A fairytale night in Peterborough for the Labour Party then. You must know the fairytale? The one with the woman who goes to jail for perjury, refuses to quit, has to be forcibly kicked out, then the hero rides in and saves the day with only the absolute bare minimum of antisemitic controversy?
Alright so it’s not exactly a classic, but it had its moments. The smile on the now-Labour MP Lisa Forbes’ face when she wandered onto the stage in a large Peterborough Conference Centre at 2am, 10 paces behind a giant Tickle Me Elmo, is the moment one imagines she’ll cling to.
Not the one approximately three minutes later, when she was gravely talking to the TV news cameras about the “lessons I’ve learned”, from accidentally liking a post on Facebook about Theresa May’s “Zionist slave master agenda”.
(Before they inevitably call me up, I should add that she and her party are desperately trying to make clear she was only liking the video, not its antisemitic preamble, the video being of Muslims praying in solidarity with Christchurch. She, in her own gentle nod to Muralgate, hadn’t seen the bit about Zionism. No one ever does.
If it does one day turn out that a shapeshifting shadowy cabal has been controlling the earth, there’ll be no more damning evidence against them than the fact that they were clearly able to render negative comments about themselves invisible on Facebook. They’re there. They’re always there. But people just don’t see them.)
Another thing you just don’t see these days, believe it or not, is Nigel Farage. There is barely a conference centre anywhere in the country that hasn’t been lucky enough to be lied to at booming volume by Nigel Farage at some point in the last two months, but on Thursday night he slipped in and out like a cat-burgling Trappist monk.
Scarcely a word was uttered. When the betting markets had the Brexit Party at 1/10 to win in Peterborough two days ago, the key question had been why had he not stood himself? But Nigel knew better, and so did the voters. “Secret Millionaire” Mike Greene was meant to run away with it. In the end he ran 800 votes short. He’s said he’ll fight again. No word from the Brexit Party’s other secret millionaires just yet.
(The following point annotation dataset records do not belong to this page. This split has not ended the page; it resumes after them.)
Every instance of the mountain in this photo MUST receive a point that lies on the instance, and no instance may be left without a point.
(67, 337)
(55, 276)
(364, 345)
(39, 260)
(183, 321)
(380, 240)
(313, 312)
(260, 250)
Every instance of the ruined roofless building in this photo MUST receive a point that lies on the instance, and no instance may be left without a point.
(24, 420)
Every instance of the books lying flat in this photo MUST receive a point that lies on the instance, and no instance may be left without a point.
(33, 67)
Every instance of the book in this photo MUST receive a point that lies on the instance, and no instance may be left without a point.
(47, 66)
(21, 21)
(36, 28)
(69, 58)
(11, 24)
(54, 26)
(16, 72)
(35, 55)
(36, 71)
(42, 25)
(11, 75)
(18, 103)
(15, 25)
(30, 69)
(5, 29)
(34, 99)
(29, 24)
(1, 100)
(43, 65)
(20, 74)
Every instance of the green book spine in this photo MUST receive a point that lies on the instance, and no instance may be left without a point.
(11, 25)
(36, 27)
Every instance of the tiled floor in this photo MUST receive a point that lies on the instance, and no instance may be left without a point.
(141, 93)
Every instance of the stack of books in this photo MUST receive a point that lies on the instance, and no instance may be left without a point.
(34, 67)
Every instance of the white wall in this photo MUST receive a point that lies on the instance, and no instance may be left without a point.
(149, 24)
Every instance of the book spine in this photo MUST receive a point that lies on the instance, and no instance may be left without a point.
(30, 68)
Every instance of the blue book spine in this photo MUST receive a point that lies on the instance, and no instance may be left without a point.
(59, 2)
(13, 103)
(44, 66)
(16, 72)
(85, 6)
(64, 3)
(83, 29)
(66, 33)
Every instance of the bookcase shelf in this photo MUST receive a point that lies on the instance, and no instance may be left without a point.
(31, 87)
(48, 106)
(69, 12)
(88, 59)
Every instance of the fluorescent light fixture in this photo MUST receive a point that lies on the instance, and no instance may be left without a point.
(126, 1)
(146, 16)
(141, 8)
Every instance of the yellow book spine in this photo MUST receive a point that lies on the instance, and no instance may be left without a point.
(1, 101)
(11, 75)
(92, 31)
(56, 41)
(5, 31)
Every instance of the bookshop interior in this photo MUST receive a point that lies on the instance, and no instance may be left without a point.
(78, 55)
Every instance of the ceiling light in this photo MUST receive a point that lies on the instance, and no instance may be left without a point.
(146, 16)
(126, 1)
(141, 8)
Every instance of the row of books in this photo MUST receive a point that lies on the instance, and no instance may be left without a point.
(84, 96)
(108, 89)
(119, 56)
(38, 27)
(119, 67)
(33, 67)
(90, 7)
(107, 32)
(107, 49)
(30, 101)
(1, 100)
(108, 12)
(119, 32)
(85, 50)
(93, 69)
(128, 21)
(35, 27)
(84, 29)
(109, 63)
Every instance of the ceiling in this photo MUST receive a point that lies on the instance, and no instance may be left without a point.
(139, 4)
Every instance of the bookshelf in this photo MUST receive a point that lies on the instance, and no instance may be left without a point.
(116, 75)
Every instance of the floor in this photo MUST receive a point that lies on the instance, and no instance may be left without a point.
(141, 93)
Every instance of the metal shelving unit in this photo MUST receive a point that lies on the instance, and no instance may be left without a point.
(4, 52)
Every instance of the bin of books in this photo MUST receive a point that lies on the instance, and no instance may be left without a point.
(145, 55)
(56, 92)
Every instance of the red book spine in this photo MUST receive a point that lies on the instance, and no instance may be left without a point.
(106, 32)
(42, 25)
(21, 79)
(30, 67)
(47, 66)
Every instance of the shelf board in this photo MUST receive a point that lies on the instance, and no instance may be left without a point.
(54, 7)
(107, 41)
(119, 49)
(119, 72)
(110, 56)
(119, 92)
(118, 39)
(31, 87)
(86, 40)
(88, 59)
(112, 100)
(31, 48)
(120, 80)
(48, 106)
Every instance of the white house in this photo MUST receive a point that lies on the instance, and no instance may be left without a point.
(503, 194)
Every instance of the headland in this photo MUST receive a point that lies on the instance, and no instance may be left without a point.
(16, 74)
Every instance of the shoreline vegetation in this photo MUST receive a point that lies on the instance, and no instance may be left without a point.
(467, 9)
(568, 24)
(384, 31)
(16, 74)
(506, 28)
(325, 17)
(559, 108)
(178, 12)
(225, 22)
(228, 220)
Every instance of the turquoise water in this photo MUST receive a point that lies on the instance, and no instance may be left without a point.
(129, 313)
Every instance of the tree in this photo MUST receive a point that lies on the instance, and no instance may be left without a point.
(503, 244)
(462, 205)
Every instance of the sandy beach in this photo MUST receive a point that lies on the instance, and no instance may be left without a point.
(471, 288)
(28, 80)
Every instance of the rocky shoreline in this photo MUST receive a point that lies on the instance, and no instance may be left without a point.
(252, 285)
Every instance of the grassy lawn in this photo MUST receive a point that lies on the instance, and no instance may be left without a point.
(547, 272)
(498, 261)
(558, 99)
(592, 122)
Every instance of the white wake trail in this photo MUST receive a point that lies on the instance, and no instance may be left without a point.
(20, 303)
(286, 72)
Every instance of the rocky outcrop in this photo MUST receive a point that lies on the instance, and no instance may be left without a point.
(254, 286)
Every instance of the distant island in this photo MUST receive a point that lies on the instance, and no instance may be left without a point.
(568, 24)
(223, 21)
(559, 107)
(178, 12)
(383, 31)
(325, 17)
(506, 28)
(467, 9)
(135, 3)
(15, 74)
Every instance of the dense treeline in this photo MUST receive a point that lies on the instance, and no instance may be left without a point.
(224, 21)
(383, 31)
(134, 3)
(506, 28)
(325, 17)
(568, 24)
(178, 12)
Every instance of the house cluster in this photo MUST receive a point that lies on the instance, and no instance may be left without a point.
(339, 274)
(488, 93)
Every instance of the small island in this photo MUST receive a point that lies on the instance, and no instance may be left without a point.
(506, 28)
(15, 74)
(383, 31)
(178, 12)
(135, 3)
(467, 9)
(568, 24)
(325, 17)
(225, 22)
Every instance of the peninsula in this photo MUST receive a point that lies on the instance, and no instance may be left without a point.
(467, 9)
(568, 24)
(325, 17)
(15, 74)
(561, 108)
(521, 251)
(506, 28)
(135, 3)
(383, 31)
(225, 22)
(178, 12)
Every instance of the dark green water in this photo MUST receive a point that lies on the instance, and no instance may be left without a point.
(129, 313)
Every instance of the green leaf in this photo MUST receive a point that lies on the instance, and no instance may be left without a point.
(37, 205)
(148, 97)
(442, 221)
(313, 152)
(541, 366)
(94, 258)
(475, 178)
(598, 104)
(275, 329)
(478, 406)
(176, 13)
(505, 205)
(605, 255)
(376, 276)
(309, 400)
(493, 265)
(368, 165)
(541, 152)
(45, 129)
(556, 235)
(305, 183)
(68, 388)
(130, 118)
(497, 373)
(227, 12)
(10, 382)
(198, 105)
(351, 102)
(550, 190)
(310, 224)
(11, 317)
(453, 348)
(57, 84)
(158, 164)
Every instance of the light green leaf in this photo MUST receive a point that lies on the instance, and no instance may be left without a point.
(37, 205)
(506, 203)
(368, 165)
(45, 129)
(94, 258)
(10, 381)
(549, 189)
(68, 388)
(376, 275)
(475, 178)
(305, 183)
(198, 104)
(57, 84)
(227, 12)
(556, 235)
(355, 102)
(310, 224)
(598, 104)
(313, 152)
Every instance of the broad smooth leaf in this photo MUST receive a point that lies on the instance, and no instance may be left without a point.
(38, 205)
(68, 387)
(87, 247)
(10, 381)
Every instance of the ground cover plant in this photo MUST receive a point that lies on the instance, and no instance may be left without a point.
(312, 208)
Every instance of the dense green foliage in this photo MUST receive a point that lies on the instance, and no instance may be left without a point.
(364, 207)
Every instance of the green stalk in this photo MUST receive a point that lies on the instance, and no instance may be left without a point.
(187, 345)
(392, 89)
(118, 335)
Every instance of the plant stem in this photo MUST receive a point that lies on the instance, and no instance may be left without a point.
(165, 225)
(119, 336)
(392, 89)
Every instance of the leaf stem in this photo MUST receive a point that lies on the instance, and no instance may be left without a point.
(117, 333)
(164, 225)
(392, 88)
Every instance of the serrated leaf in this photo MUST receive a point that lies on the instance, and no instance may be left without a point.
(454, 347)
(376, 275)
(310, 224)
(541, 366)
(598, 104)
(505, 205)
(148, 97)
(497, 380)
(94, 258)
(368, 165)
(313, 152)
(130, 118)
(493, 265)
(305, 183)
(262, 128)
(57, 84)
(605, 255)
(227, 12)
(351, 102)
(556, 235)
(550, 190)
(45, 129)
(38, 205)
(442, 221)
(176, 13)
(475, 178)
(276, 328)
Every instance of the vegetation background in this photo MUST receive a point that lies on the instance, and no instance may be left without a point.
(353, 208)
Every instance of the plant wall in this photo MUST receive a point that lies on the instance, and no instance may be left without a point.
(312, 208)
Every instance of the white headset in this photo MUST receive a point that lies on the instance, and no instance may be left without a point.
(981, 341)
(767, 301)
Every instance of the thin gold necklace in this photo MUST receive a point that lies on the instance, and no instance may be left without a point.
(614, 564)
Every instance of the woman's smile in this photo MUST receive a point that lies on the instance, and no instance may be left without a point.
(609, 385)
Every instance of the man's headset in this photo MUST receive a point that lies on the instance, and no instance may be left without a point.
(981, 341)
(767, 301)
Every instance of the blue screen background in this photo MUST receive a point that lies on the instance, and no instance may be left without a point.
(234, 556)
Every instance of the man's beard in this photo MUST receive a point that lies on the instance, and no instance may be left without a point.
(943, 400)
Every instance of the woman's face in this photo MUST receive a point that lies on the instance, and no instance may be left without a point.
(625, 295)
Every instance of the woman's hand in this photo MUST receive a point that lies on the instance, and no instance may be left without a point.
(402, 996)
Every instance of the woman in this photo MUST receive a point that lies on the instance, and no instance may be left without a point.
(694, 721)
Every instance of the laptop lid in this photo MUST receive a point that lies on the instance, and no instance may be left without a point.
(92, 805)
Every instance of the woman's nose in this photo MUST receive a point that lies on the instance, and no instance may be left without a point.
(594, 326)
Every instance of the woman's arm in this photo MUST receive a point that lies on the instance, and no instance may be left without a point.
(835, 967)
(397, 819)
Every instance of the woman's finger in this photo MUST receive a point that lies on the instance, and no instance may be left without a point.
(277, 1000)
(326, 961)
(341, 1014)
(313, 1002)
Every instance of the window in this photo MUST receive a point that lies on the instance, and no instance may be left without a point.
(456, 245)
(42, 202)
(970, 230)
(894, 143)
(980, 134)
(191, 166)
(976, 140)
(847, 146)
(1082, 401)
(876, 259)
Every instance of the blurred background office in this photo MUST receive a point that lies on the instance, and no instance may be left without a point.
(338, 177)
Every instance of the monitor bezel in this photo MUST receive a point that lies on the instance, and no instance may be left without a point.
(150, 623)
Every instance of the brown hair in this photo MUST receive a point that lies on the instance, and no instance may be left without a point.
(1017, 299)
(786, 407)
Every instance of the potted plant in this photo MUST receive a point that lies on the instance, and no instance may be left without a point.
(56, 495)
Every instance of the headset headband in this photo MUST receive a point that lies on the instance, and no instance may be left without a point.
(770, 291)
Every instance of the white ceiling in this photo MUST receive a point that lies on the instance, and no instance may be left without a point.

One suspects it’ll stay that way.
What does Labour holding on to this key, Brexit-loving marginal tell us? Only that there’s little such thing as a marginal anymore. In the 2017 election, Labour and Conservative got 48 and 46 per cent of the vote each in Peterborough. Two years later and it’s 31 for Labour, 29 for the Brexit Party, 21 for the Conservatives, 12 for the Liberal Democrats and 2 for the Greens.
What that adds up to is a whole world of chaos, and the clear message to the candidates in the Tory leadership contest that priority number one is to steal Nigel Farage’s lunch back. That means one thing – out on 31 October, deal or no deal.
It sets the scene perfectly for the next few weeks ahead. When the next prime minister of the UK will be chosen by a small cabal of reactionary pensioners, whose primary concern will be who can be most relied upon not to bottle it when it finally comes to hammering everybody’s livelihoods and living standards, to cripple the country in the final service of a fantasy project that was a lie from its first breath to its last. What larks.